Online supplemental material
Fig. S1 demonstrates the placement and validation of RIC. Fig. S2 shows that RIC does not reduce initial hematoma size after ICH. Fig. S3 demonstrates that RIC-induced hematoma resolution is lost in CCR2−/− mice. Fig. S4 indicates the breeding strategy used to generate myeloid-specific AMPKα1 knockout mice. Fig. S5 shows AMPKα1-dependent motor improvements by RIC after collagenase-induced ICH.
The authors thank Colby Polonsky for providing illustrations.
Financial support for this project was provided by grants from the National Institutes of Health (grants NS065172, NS095154, NS075774, NS084228, and NS097825) and American Heart Association (GRNT33700286) to K.M. Dhandapani and from the National Institutes of Health (grants NS099455 and NS090609) to D.C. Hess.
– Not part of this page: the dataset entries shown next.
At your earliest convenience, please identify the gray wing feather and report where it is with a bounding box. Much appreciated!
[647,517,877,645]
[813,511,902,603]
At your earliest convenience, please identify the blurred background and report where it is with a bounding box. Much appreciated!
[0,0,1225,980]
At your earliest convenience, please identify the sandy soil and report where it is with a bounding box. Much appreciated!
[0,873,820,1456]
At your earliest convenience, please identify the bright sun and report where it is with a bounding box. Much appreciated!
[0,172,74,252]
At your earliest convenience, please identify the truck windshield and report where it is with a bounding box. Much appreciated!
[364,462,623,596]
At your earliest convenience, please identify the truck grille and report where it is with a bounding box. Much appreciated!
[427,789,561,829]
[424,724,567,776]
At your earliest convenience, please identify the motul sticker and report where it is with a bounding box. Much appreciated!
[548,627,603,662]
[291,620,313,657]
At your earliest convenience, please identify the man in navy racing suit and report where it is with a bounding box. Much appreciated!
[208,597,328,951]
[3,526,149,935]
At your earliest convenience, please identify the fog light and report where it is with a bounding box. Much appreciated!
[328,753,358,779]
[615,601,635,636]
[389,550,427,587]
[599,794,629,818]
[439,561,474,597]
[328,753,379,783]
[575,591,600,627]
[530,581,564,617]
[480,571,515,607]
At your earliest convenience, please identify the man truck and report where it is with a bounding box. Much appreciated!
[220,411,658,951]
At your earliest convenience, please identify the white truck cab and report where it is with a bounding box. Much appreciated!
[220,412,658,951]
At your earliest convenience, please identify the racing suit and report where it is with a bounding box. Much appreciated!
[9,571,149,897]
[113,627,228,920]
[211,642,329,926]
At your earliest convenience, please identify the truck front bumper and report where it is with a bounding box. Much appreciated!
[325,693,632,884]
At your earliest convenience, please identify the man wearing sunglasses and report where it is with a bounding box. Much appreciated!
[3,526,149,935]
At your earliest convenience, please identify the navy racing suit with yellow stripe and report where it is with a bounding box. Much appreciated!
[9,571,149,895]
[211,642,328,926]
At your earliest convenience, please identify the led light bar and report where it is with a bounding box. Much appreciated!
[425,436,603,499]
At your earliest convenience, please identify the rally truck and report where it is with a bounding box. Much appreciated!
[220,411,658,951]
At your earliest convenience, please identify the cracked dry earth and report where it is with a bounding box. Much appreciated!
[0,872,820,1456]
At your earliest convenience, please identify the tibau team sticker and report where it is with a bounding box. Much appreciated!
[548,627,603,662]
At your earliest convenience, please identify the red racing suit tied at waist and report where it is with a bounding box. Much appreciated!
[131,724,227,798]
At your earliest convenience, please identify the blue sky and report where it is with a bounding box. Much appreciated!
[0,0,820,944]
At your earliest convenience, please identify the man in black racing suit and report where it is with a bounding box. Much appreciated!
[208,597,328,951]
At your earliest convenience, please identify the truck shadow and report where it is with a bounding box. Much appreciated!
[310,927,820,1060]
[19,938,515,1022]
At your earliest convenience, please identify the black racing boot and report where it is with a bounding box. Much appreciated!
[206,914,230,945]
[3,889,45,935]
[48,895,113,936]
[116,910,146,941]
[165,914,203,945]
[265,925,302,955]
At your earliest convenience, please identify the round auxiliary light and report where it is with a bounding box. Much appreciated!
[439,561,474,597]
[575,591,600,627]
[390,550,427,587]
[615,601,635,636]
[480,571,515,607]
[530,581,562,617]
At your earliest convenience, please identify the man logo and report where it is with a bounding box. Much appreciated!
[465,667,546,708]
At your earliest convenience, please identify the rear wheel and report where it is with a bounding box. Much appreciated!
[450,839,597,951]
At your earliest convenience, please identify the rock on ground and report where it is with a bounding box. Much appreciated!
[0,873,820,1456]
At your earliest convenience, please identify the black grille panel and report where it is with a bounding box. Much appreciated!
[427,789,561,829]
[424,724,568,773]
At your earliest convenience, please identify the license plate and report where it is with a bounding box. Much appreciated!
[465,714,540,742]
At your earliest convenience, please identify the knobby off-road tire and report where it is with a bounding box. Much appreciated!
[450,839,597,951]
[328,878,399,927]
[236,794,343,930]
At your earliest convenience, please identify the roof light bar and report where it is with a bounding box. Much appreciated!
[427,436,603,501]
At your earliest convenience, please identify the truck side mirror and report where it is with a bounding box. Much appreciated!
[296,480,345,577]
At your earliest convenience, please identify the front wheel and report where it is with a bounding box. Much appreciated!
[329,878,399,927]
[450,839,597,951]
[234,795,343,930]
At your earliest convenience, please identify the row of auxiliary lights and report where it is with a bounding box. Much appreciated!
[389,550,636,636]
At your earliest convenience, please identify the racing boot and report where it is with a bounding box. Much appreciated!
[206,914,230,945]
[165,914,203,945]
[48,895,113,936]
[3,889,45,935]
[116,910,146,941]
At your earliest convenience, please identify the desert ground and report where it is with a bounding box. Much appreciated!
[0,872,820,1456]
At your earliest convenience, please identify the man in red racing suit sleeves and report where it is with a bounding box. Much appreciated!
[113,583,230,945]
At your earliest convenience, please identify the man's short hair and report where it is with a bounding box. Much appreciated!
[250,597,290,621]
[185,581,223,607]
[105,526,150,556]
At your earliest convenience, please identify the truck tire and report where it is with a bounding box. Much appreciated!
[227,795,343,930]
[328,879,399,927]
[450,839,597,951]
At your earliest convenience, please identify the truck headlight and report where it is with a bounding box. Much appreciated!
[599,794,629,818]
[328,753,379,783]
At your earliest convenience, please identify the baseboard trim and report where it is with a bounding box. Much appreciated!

The authors declare no competing financial interests.
Author contributions: K. Vaibhav, M. Braun, B. Baban, M.N. Hoda, and K.M. Dhandapani conceptualized, designed, and performed experiments, analyzed data, and wrote the manuscript. M.B. Khan and Z.T. Khan performed RIC and assisted with the performance and analysis of behavioral tasks. R.B.S. Harris, S. Fatima, and M.N. Hoda performed the autologous blood model and the parabiosis experiments. N. Saad and B. Baban performed flow cytometry experiments. A. Shankar and A.S. Arbab acquired and assisted with the analysis of MRI data. Y. Huo and Q. Yan bred myeloid-specific AMPK mice and contributed toward data analysis. S. Giri assessed AMPK subunits in macrophages and contributed toward data analysis. J.R, Vender, D.C. Hess, and C.H. Alleyne Jr. assisted with experimental design and data interpretation.